In two mornings, I will be walking Emma into a new classroom, the emotions that I am feeling are out of control. It is such a mixed bag when you are a special needs parent. I know how much Emma loves school, misses having that structure and longs to be surrounded by lots of friends. But.....
I fear so many things as the new school year rapidly. Will her parapro be good and take good care of her, will she get hurt (has happened), will her IEP be put into place and work this year, will her new teacher understand her unique needs and be able to reach her, will her new teacher communicate well with me, since Emma cant always, and so on and so on.
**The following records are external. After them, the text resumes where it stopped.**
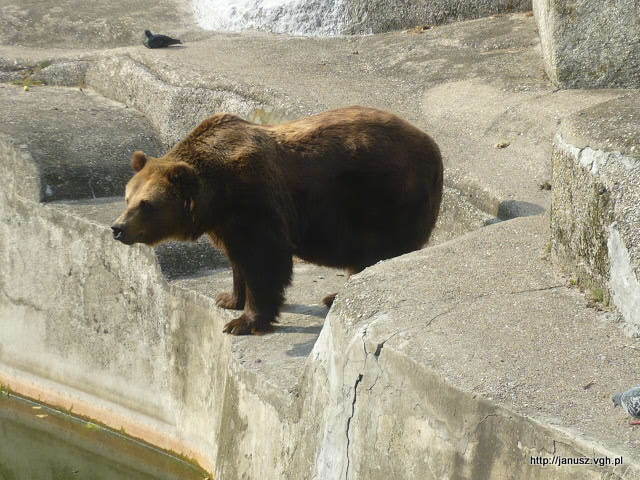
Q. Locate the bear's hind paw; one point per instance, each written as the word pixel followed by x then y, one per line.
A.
pixel 229 301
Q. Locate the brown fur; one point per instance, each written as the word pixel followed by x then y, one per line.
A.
pixel 345 188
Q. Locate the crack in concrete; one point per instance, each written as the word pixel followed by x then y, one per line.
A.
pixel 19 301
pixel 353 410
pixel 475 431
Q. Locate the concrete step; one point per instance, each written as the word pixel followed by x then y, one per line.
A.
pixel 495 359
pixel 70 143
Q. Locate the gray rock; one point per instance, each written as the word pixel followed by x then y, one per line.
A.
pixel 590 43
pixel 595 220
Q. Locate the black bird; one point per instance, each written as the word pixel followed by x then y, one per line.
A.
pixel 158 41
pixel 630 401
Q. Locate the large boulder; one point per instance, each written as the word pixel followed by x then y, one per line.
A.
pixel 590 43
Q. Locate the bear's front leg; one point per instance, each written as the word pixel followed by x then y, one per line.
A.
pixel 234 300
pixel 266 268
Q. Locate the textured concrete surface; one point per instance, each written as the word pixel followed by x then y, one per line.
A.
pixel 595 217
pixel 494 360
pixel 330 17
pixel 483 78
pixel 590 43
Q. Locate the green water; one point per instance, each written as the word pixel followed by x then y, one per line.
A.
pixel 40 443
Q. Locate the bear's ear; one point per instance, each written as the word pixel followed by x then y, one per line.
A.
pixel 138 160
pixel 183 176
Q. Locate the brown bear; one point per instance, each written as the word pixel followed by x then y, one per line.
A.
pixel 345 189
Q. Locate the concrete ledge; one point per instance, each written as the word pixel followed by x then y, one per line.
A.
pixel 595 217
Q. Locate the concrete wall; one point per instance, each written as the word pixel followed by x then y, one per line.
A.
pixel 590 43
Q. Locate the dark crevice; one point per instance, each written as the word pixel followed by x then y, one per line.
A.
pixel 353 410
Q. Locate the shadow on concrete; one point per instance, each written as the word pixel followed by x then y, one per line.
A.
pixel 517 208
pixel 319 311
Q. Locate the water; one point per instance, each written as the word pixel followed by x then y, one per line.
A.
pixel 294 17
pixel 39 443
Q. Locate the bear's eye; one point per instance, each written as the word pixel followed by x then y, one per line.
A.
pixel 145 206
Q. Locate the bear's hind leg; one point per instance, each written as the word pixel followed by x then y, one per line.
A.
pixel 236 299
pixel 266 266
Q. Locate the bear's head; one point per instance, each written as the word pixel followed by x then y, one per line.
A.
pixel 160 202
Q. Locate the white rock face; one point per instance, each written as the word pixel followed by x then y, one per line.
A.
pixel 298 17
pixel 341 17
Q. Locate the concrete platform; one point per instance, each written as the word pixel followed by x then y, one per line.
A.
pixel 77 142
pixel 471 85
pixel 462 360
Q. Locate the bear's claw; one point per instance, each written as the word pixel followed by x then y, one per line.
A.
pixel 229 301
pixel 245 325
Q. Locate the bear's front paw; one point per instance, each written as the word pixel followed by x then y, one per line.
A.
pixel 246 325
pixel 328 300
pixel 229 301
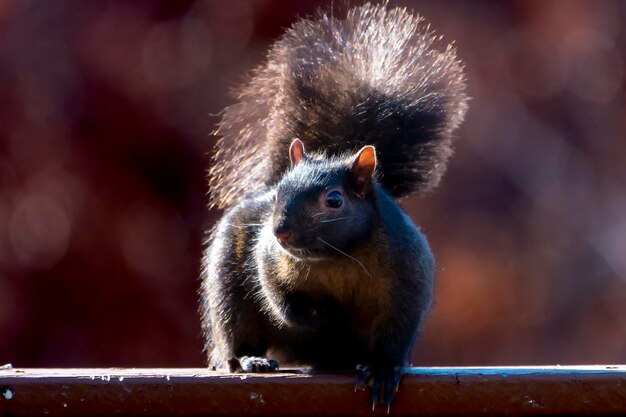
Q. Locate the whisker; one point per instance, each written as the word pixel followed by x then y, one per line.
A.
pixel 343 253
pixel 334 220
pixel 240 225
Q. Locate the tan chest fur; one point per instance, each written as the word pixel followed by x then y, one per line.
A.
pixel 361 283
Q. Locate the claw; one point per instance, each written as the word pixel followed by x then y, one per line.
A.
pixel 385 383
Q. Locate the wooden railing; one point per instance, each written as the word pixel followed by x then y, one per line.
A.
pixel 566 390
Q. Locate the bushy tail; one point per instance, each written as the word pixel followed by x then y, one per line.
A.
pixel 374 78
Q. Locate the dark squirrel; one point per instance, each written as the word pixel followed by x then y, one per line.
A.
pixel 314 263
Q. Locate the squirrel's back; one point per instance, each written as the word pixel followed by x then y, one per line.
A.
pixel 373 78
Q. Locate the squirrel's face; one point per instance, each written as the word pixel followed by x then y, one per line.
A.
pixel 324 207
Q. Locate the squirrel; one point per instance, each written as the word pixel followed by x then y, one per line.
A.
pixel 314 262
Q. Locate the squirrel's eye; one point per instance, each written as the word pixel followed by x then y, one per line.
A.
pixel 334 199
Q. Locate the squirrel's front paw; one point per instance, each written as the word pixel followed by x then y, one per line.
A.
pixel 252 364
pixel 384 379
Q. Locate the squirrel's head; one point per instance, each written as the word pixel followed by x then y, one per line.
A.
pixel 324 206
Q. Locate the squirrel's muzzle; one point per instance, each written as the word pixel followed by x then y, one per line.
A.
pixel 282 233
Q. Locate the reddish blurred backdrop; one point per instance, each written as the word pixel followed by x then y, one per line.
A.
pixel 106 109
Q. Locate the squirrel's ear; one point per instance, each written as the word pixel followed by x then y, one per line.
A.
pixel 296 152
pixel 363 168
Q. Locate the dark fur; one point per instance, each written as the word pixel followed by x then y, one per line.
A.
pixel 352 284
pixel 374 78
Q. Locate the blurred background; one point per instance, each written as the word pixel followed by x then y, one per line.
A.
pixel 106 110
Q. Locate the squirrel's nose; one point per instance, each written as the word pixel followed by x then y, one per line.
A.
pixel 282 233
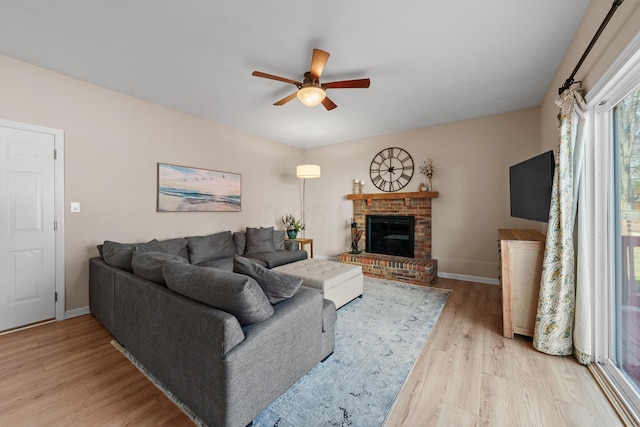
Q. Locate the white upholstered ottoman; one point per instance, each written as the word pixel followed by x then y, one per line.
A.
pixel 338 282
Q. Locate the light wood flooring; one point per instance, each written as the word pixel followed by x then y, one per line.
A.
pixel 68 373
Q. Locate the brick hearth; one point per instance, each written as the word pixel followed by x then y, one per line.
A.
pixel 412 270
pixel 421 269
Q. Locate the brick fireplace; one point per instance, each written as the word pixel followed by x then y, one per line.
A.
pixel 421 269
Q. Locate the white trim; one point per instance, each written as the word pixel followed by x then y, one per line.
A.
pixel 327 258
pixel 58 136
pixel 466 278
pixel 620 79
pixel 77 312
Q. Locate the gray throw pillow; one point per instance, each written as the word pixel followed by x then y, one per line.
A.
pixel 277 286
pixel 259 240
pixel 236 294
pixel 148 265
pixel 120 254
pixel 211 247
pixel 177 246
pixel 278 240
pixel 240 240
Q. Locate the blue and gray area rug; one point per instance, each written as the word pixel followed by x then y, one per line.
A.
pixel 378 338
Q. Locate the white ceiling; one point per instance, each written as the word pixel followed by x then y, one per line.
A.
pixel 429 61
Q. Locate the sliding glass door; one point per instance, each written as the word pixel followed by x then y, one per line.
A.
pixel 611 207
pixel 626 288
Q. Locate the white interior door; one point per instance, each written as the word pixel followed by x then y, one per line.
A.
pixel 27 227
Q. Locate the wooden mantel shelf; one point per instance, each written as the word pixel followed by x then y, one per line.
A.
pixel 412 195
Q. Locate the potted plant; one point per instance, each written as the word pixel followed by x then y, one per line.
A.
pixel 428 169
pixel 292 225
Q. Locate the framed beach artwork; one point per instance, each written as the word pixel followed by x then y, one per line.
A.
pixel 187 189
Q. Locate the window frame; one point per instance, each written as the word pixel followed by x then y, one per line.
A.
pixel 622 77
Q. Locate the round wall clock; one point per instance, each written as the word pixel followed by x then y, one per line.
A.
pixel 391 169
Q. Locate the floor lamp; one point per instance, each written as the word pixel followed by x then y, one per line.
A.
pixel 303 172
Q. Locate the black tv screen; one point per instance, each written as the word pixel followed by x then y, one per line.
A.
pixel 530 185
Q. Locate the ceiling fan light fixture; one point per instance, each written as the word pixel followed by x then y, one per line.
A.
pixel 311 95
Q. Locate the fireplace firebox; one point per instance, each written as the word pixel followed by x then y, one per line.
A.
pixel 390 235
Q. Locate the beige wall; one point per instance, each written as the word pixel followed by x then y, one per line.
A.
pixel 113 143
pixel 473 159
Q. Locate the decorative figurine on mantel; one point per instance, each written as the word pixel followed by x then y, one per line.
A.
pixel 355 237
pixel 428 169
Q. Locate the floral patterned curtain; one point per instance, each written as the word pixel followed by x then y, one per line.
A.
pixel 554 329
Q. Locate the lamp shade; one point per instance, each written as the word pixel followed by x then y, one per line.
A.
pixel 308 171
pixel 311 95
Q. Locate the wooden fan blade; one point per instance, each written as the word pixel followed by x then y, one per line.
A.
pixel 318 61
pixel 347 84
pixel 286 99
pixel 328 104
pixel 272 77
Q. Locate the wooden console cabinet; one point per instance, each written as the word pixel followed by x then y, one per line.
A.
pixel 521 253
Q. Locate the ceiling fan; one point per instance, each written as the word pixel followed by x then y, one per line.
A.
pixel 311 92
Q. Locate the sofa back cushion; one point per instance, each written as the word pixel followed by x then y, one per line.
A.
pixel 120 254
pixel 148 265
pixel 211 247
pixel 276 286
pixel 259 240
pixel 278 240
pixel 236 294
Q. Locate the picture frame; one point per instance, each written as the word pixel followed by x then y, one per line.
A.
pixel 190 189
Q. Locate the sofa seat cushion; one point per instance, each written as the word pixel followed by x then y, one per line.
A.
pixel 275 258
pixel 148 265
pixel 208 248
pixel 276 286
pixel 236 294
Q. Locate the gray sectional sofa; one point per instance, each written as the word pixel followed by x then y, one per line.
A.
pixel 226 343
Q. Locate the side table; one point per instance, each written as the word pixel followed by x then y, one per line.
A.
pixel 304 241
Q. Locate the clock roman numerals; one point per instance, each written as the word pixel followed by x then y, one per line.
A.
pixel 391 169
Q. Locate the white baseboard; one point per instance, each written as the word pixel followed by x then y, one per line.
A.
pixel 327 258
pixel 76 312
pixel 477 279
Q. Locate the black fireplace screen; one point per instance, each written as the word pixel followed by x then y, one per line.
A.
pixel 390 235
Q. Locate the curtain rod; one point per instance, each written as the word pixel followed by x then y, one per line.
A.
pixel 567 84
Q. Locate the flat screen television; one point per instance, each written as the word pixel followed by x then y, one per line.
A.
pixel 530 185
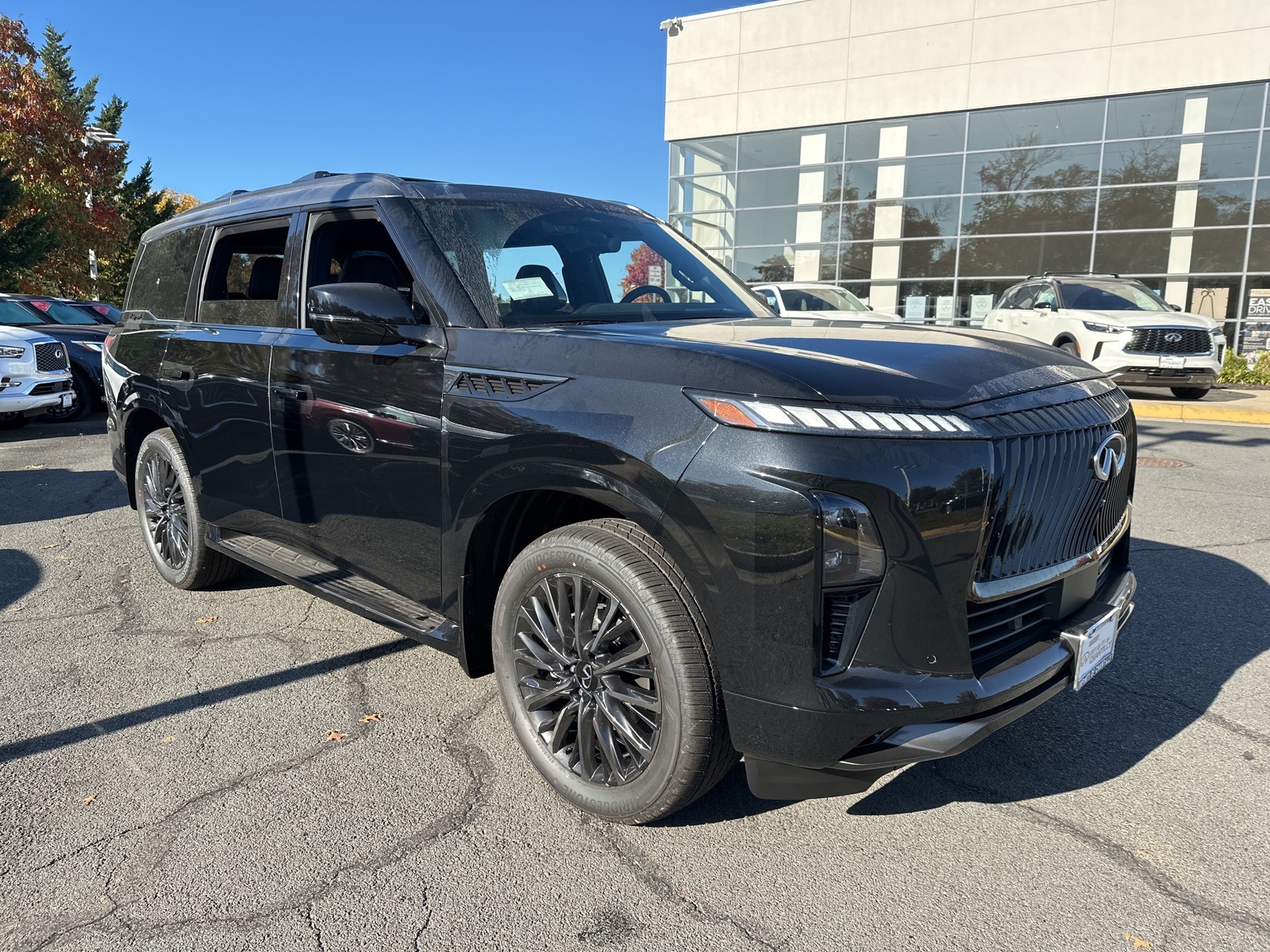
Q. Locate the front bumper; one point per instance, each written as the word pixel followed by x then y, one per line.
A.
pixel 914 743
Yes I know I worry too much, but it is who I am:) I am working on it and praying about it.
But this school year I am trying to worry about all of that less and pray instead. My prayer this year is:
Please watch over my sweet Rosie as she goes back to school. School is not always so easy for her, but she loves it so much. Please help her mind to be open to new skills, her hearing aids tuned to learn, and her voice full of love and respect. I pray that you align special friends near her, who will love her for who she is and protect her from those who may not treat her so nicely. I pray you protect her heart from the pain other's may cause when they are unkind to her and leave her behind because she is not as fast or able to climb like them. You know how she loves all and does not understand those who are unkind. Protect and guide her during this new adventure dear Lord. Give me the peace to leave her and trust in you.
I am trying, but still afraid. But our uniforms are hung, almost all her supplies bought and her backpack is waiting. Ready or not Thursday will be here soon.. till then I get one more day of Summer love!